In den grossen Finanzzentren der Welt - von New York über Toronto über London bis Sydney - sinken die Mieten für innerstädtische Wohnungen. Internationale Studierende, die normalerweise die Nachfrage stärken, stecken zu Hause fest, und junge Mieter - die mobilste Gruppe - finden immer weniger Gründe, mehr Geld dafür zu bezahlen, um dort zu leben, wo früher mal der Mittelpunkt war.
"Sie wären blöd, wenn Sie jetzt nicht über niedrigere Mieten verhandeln würden", sagte Tim Lawless, Forschungsleiter im asiatisch-pazifischen Raum beim Datenanbieter CoreLogic. "Das Angebot ist hoch und die Auslastung ist rapide zurück gegangen."
Homeoffice wird immer beliebter – sowohl bei Banken wie auch bei Technologieunternehmen oder anderswo. Zudem verlieren die schrulligen Läden und Bars, die das Leben in einer Stadt zum Spass machten, in der Corona-Krise ihre Reizwirkung. Das ändert vielerorts die Präferenzen, wo man leben will. Und es ändert das Kräfteverhältnis zwischen Vermietern und Mietern.
Christine Chung, 26, ist eine von denen, die das zu nutzen wissen. Sie hat es gerade geschafft, eine Mietreduktion von neun Prozent für das Haus auszuhandeln, das sie mit drei anderen in Sydneys trendigem Stadtteil Enmore, etwa 10 Kilometer vom Stadtzentrum entfernt, teilt. Es war nicht einfach - der Immobilienmakler verbrachte den grössten Teil der letzten fünf Wochen damit, Anrufen auszuweichen -, bevor der Vermieter sich bereit erklärte, die Miete von 895 australischen Dollar pro Woche auf 810 Dollar zu senken. Die Mieten werden in Australien normalerweise wöchentlich angegeben.
"Ich werde am Ende des Mietvertrags auf eine weitere Mietsenkung drängen", sagte Chung. "Der Markt hat sich verändert."
Geht man in die grünen Vororte, zeigt sich ein anderes Bild. Wohlhabende Berufstätige, die darauf wetten, nie wieder ganztägig im Büro sein zu müssen, sind bereit, einen längeren Weg gegen mehr Platz und grössere Gärten einzutauschen. Dort steigen die Preise trotz der sich abzeichnenden globalen Rezession.
NEW YORK
In Westchester County - einer Region nördlich von New York mit mehr als 20.000 Hektar Parklandschaft – sind die Kaufpreise für Einfamilienhäuser gegenüber dem Vorjahr um 16 Prozent angestiegen.
Im Gegensatz dazu sind Manhattan-Apartments so günstig wie seit 2013 nicht mehr.
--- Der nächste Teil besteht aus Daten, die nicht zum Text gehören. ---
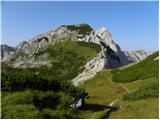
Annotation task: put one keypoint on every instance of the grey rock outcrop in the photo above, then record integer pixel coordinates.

Die Angebote haben sich gegenüber dem Vorjahr verdreifacht, während die Durchschnittsmiete um 11 Prozent gefallen ist - wobei die Preise für Studios noch stärker zurückgingen.
Da die Büros noch immer kaum bevölkert sind und das Leben nicht mehr so pulsiert wie vor Corona - Veranstaltungsorte wie das Broadway-Theater bleiben bis Mai geschlossen – verliert der teuerste Stadtteil der Stadt etwas von seiner Anziehungskraft.
M. Christine Boyer, Professorin für Städtebau an der Princeton University und selbst Vermieterin, sagt, sie spüre Veränderung ebenfalls.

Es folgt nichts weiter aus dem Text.